For better or worse, I had that option. Others, at various points in our history, hadn’t. They have had little choice but to do what was expected of them. Some of my relatives were like this, putting aside their own lives, not seeing their loved ones for years at a time, in the conscripted service of their country.
My great uncle was a prime example. In December 1940, like most men of his generation, and in his early thirties like I am now, he was conscripted into the British military. And like so many of those men, he didn’t speak of the five years he was away from his wife and home playing his small part in the Second World War.

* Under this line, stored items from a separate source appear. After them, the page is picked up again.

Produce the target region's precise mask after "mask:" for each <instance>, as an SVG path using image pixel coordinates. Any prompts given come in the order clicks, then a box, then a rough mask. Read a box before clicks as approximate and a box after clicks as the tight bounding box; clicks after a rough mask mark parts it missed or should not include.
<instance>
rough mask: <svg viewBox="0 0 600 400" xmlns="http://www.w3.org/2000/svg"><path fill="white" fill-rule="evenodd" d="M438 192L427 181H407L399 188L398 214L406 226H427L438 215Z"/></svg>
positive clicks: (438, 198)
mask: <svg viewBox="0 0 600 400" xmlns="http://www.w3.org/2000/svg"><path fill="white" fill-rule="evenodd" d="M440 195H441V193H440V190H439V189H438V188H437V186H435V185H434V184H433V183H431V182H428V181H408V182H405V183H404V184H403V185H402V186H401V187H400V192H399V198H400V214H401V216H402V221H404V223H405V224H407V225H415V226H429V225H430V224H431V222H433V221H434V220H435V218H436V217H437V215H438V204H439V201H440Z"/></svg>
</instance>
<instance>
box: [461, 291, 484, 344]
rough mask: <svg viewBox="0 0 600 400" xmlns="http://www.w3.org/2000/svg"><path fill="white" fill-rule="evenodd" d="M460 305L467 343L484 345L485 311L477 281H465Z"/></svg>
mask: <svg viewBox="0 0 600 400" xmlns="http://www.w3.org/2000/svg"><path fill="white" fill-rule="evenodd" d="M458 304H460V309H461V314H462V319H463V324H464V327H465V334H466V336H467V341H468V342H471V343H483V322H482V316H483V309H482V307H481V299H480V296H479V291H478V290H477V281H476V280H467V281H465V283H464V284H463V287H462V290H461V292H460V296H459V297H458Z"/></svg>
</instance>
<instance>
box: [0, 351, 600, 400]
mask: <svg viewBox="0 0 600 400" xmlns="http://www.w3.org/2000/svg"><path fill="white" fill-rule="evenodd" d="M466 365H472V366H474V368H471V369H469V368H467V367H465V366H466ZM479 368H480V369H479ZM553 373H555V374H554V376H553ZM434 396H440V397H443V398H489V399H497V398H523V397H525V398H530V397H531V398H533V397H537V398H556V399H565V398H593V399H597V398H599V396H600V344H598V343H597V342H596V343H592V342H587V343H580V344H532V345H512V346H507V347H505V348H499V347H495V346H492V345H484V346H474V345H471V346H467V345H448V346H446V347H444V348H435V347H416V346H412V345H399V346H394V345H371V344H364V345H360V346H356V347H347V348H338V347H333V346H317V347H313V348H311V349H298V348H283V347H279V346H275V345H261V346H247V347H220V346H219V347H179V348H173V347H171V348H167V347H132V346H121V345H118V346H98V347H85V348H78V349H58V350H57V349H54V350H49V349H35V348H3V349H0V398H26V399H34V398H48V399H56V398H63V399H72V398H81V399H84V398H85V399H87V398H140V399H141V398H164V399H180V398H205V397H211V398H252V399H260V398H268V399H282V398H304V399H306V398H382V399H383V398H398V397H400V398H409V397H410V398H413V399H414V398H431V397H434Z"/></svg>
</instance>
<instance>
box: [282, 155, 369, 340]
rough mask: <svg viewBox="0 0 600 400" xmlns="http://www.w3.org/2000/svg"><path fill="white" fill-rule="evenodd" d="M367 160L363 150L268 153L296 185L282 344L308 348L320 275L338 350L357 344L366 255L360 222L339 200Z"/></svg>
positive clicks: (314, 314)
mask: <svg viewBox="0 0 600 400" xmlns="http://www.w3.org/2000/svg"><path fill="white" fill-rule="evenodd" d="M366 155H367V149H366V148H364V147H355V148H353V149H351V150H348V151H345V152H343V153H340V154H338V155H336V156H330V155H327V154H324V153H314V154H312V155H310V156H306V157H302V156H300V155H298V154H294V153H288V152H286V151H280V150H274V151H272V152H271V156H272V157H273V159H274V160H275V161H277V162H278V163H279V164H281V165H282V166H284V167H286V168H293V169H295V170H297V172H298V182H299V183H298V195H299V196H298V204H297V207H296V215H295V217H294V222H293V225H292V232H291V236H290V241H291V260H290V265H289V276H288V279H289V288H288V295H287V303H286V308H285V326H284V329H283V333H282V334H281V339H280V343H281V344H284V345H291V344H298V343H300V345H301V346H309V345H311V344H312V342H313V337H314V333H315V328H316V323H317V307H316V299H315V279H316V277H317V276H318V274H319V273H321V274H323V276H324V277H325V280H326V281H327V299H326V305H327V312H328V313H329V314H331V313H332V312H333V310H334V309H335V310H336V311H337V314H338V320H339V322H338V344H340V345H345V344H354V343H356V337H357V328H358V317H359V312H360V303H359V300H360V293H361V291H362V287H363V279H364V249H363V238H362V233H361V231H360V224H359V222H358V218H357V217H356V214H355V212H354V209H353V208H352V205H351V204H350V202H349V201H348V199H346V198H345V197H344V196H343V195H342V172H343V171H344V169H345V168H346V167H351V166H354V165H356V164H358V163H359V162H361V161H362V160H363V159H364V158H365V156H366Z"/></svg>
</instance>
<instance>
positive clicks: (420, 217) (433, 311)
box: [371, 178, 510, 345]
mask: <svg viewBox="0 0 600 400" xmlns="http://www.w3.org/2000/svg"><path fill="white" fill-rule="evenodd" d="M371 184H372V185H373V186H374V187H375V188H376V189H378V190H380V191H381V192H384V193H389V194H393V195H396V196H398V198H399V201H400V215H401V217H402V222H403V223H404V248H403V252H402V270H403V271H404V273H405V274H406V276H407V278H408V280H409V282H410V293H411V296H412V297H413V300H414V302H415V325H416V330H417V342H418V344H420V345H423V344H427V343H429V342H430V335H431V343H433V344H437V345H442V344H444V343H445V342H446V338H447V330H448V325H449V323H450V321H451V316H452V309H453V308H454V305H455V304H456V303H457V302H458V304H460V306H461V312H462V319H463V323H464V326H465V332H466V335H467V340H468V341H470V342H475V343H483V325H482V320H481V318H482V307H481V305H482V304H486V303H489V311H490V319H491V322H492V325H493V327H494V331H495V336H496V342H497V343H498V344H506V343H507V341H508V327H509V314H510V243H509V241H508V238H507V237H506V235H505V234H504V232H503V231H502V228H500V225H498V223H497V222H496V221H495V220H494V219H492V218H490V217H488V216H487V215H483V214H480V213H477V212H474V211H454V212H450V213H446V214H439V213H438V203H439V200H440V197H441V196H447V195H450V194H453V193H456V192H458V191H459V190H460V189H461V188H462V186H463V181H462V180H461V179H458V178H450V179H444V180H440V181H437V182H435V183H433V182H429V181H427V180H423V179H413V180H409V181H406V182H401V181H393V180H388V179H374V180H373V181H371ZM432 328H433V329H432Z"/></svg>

However, he did leave an album of postcards he collected during the time, and photographs he took of the people, places, and railways he refurbished as a Royal Engineer.
Come the weekend, I am hoping to follow his trail across North Africa, along the railway lines of Algeria and then Tunisia, behind the lines of World War Two. It is the first leg of a journey that will also take in Italy, Slovenia, and his return journey to the UK via war-torn Austria, Germany and France. While doing so, as much as possible I will be retaking his photographs and rediscovering not only his unspoken-of story but also the story of the men like him who are no longer here to tell their own astonishing tales.
I hope that the five month journey (and preceding months of archive research) will come to comprise my second travelogue. And so it’s time to pull out the rucksack once again and get packing.